My father’s answer to a lot of things was, “I could take it or leave it.” Even though he had not been asked to do either. I am trying to make that my mantra in my minefieldness practice.
So about Halloween: I could take it or leave it. OK, once in 6th grade, when I caused an apple-dunking contest to get a little rough and tumble, I did enjoy Halloween. All my tumescent girl-crushes became unwitting runners-up in an impromptu wet T-shirt contest. That I could take.
But as someone whose full-time job was concealing my dangerous, hormonally Vesuvian lesbianism, I was not into costumes as a fun hobby. My daily Catholic school uniform was welcome protective camouflage. It prevented inevitable gaffes like appearing for 5th grade Career Day dressed in full work overalls, snap cap, steel-toed Keds and a tool belt.
Thus when I finally came out, my Halloween costuming suffered from a distinct lack of imagination. I wore the same thing every year. It was with great sadness that I retired my Marie Curie costume with its ingenious use of aluminum foil and crackling red cellophane. It was time. No one greeted me at parties with, “Hey, Marie.” No one was fooled.
Last year I was so involved in the presidential campaign, I did not have time to take my go-to Margaret Mead uniform to the cleaners after Halloween. My drycleaner says she is unable to get out the year-old, set-in blackberry wine stains.
I can’t take it. I am as crushed as one of those little blackberries. When I would duck into my Margaret Mead muumuu, pop on the wire-rim glasses, slip into sensible shoes, cut in some bangs, and pick up my walking stick, I would become that wise, world-traveling anthropologist. Off to study other cultures.
This year, deprived of the protective uniform of my famous women costumes, I decided to go less Tussaud, more contempo. I too have been observing the culture.
Unfortunately the young clerk at the pop-up Halloween store did not understand my request. “Do you carry the Wonder Woman costume? The Wonder Woman from the first 20 minutes of the movie? The one who was a happy Amazon, trained by the Claire from House of Cards before she mistook Botox for acting? The Wonder Woman before her power was zapped by a crisis of co-dependency that forced her to rescue that damn flyboy in distress, causing the whole Amazon Utopia to crumble? That one?”
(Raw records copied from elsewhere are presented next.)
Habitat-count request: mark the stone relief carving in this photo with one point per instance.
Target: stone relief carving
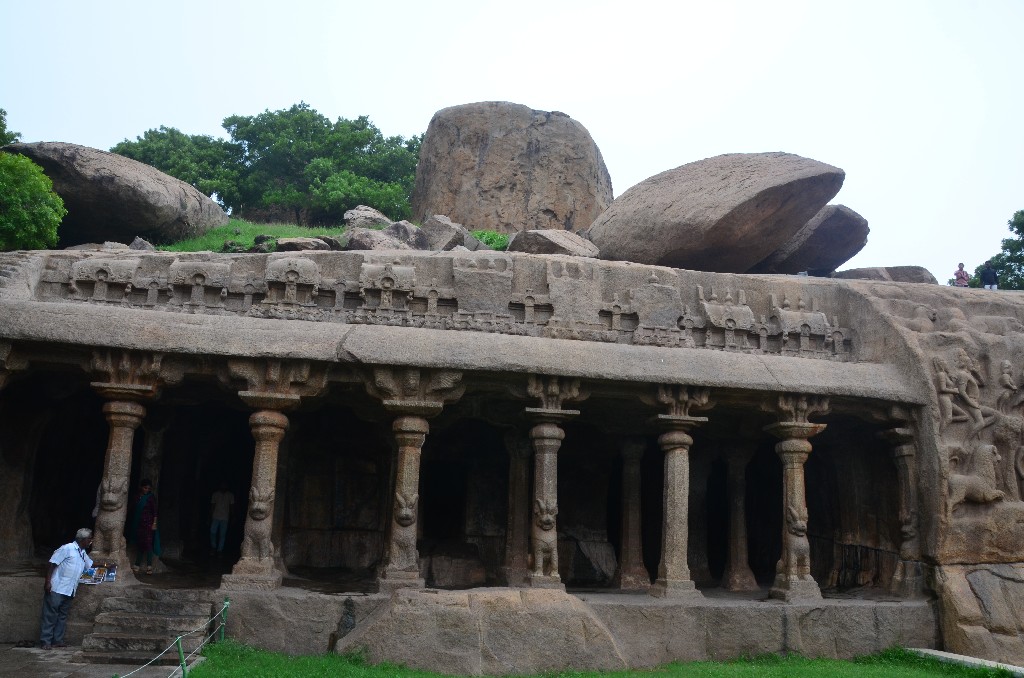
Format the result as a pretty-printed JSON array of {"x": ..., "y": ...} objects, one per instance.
[
  {"x": 257, "y": 543},
  {"x": 471, "y": 292},
  {"x": 545, "y": 538},
  {"x": 109, "y": 535}
]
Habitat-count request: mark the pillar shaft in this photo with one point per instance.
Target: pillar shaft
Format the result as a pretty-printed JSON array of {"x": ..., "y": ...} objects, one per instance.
[
  {"x": 737, "y": 576},
  {"x": 547, "y": 438},
  {"x": 673, "y": 571},
  {"x": 793, "y": 574},
  {"x": 258, "y": 566},
  {"x": 124, "y": 417},
  {"x": 401, "y": 560},
  {"x": 632, "y": 575}
]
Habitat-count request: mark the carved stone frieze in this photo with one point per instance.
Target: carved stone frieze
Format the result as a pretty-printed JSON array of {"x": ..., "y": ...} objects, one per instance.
[{"x": 480, "y": 291}]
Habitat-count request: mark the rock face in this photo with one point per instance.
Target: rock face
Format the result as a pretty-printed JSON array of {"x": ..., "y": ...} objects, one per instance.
[
  {"x": 552, "y": 242},
  {"x": 722, "y": 214},
  {"x": 486, "y": 631},
  {"x": 506, "y": 167},
  {"x": 891, "y": 273},
  {"x": 110, "y": 197},
  {"x": 830, "y": 239}
]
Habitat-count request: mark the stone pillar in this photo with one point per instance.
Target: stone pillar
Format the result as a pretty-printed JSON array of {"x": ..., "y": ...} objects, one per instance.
[
  {"x": 908, "y": 579},
  {"x": 517, "y": 533},
  {"x": 401, "y": 559},
  {"x": 673, "y": 571},
  {"x": 793, "y": 574},
  {"x": 631, "y": 576},
  {"x": 109, "y": 546},
  {"x": 547, "y": 437},
  {"x": 257, "y": 568},
  {"x": 737, "y": 576}
]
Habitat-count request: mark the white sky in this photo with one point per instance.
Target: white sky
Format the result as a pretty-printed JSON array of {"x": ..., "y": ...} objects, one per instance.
[{"x": 920, "y": 101}]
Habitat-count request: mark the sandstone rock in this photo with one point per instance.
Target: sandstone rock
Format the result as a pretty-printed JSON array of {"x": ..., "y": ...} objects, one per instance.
[
  {"x": 891, "y": 273},
  {"x": 722, "y": 214},
  {"x": 552, "y": 242},
  {"x": 139, "y": 244},
  {"x": 410, "y": 234},
  {"x": 364, "y": 217},
  {"x": 830, "y": 239},
  {"x": 444, "y": 235},
  {"x": 301, "y": 244},
  {"x": 486, "y": 631},
  {"x": 112, "y": 197},
  {"x": 505, "y": 167},
  {"x": 367, "y": 239}
]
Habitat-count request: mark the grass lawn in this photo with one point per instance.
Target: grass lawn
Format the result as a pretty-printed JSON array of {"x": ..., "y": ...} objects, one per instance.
[{"x": 233, "y": 660}]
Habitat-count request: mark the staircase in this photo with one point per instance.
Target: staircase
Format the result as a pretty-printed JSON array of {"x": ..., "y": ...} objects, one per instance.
[{"x": 134, "y": 628}]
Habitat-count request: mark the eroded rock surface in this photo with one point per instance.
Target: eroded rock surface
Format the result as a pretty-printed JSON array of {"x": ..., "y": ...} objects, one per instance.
[
  {"x": 724, "y": 214},
  {"x": 506, "y": 167},
  {"x": 830, "y": 239},
  {"x": 110, "y": 197},
  {"x": 891, "y": 273}
]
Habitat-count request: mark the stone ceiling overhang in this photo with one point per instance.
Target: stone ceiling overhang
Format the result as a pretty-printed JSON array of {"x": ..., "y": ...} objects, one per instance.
[{"x": 115, "y": 327}]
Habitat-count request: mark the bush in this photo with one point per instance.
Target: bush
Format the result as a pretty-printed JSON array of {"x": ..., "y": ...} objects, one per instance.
[{"x": 30, "y": 211}]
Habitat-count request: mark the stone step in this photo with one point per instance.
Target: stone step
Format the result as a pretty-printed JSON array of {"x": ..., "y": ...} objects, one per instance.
[
  {"x": 148, "y": 624},
  {"x": 156, "y": 606},
  {"x": 137, "y": 642},
  {"x": 129, "y": 659}
]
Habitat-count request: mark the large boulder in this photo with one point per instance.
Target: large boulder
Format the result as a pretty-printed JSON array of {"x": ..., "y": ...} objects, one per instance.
[
  {"x": 722, "y": 214},
  {"x": 113, "y": 198},
  {"x": 552, "y": 242},
  {"x": 506, "y": 167},
  {"x": 830, "y": 239},
  {"x": 890, "y": 273}
]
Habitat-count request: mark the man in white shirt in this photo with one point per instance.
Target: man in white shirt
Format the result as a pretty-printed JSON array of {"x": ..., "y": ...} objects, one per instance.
[{"x": 64, "y": 570}]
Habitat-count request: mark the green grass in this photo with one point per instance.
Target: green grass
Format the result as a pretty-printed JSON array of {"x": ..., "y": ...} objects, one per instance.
[
  {"x": 214, "y": 240},
  {"x": 493, "y": 239},
  {"x": 229, "y": 660}
]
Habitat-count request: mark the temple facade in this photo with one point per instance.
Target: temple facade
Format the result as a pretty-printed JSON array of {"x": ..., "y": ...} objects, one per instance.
[{"x": 594, "y": 436}]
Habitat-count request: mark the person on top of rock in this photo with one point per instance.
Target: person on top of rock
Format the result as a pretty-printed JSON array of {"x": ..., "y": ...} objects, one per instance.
[
  {"x": 989, "y": 279},
  {"x": 62, "y": 573},
  {"x": 961, "y": 277}
]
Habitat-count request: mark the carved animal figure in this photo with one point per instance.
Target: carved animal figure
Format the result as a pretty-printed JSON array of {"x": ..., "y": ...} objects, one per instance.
[
  {"x": 257, "y": 543},
  {"x": 402, "y": 555},
  {"x": 796, "y": 561},
  {"x": 109, "y": 537},
  {"x": 545, "y": 538},
  {"x": 980, "y": 485}
]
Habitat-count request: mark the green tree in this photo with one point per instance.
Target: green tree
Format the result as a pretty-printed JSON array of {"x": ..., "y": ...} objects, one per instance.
[
  {"x": 5, "y": 135},
  {"x": 1010, "y": 261},
  {"x": 30, "y": 211}
]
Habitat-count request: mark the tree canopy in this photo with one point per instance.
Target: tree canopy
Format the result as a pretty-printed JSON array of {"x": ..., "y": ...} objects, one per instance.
[{"x": 294, "y": 159}]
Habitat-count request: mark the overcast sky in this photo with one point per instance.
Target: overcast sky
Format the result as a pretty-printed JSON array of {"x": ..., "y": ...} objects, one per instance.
[{"x": 920, "y": 101}]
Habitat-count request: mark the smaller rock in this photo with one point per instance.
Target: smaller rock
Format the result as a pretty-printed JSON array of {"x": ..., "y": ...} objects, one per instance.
[
  {"x": 445, "y": 235},
  {"x": 552, "y": 242},
  {"x": 365, "y": 217},
  {"x": 410, "y": 234},
  {"x": 301, "y": 244},
  {"x": 336, "y": 244},
  {"x": 891, "y": 273},
  {"x": 366, "y": 239}
]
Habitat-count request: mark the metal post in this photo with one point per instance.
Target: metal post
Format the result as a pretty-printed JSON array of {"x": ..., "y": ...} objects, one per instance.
[{"x": 181, "y": 658}]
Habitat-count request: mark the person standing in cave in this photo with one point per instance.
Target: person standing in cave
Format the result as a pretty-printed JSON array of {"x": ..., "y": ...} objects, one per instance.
[{"x": 143, "y": 527}]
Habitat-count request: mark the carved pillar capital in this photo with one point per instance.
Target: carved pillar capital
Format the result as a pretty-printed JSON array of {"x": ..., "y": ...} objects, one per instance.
[
  {"x": 414, "y": 390},
  {"x": 126, "y": 375}
]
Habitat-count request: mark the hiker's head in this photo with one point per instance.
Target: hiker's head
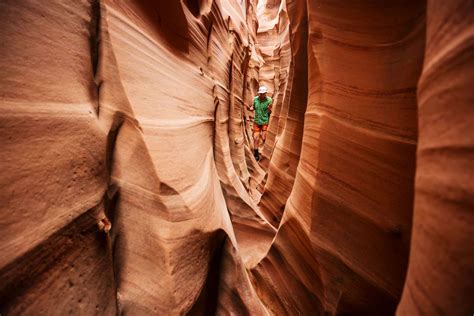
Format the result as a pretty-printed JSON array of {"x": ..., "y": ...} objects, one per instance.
[{"x": 262, "y": 91}]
After the election, I was a Prude for Democracy. Always delicately asking, “Can he do that?” Sniffing, “Can he talk about federal judges that way?” Wincing, “Should he be tweeting?” But as the months have passed, each one a century long, I have become rude, crude, and lewd for Democracy. No more Mrs. Nice Gay. My stress spinner is now brass knuckles.
This Halloween I plan to abandon my genteel tributes to historical women. The current totalitarian zeitgeist does not represent a singularity but a total shit storm of fractured institutions and identities. And those white sheets are so over-used. Instead of full unhidden figures, I am going with a more ironic, abstract, Picassoan, fractured, fright-night Halloween costume. There is a new freedom dressing as an inanimate object. And the nice thing is you can still keep a Mitch McConnell costume as your fall-back. He’s been dead for years.
Here are some of the ideas I’ve been working on with my designers. A giant orange tweeting yam. The boom-stock on Harvey Weinstein’s dick. Russian nesting Bobblehead Pocket Rocket Boy Dolls. Sarah Huckabee Sanders’ eyebrows. (But we are having trouble coordinating the hydraulics of the lift and arch with the lip service). A hologram of the Cheshire smirk of Jefferson Noregard Sessions superimposed on a shredder. A purple GAGA (Gays Against Guns, Asshole) hat topped with a Christmas crèche, balanced on a rainbow wedding cake, blaring, “Don, we are not now gay apparel.” The thing weighs more than that belt buckle on Melatonin’s sheathe dress.
Oh just leave it. I’m sticking with the dames. I still have enough time to get a kick-ass, spark-spitting Ruth Bader Ginsburg together. I plan to wear it for a lot of years.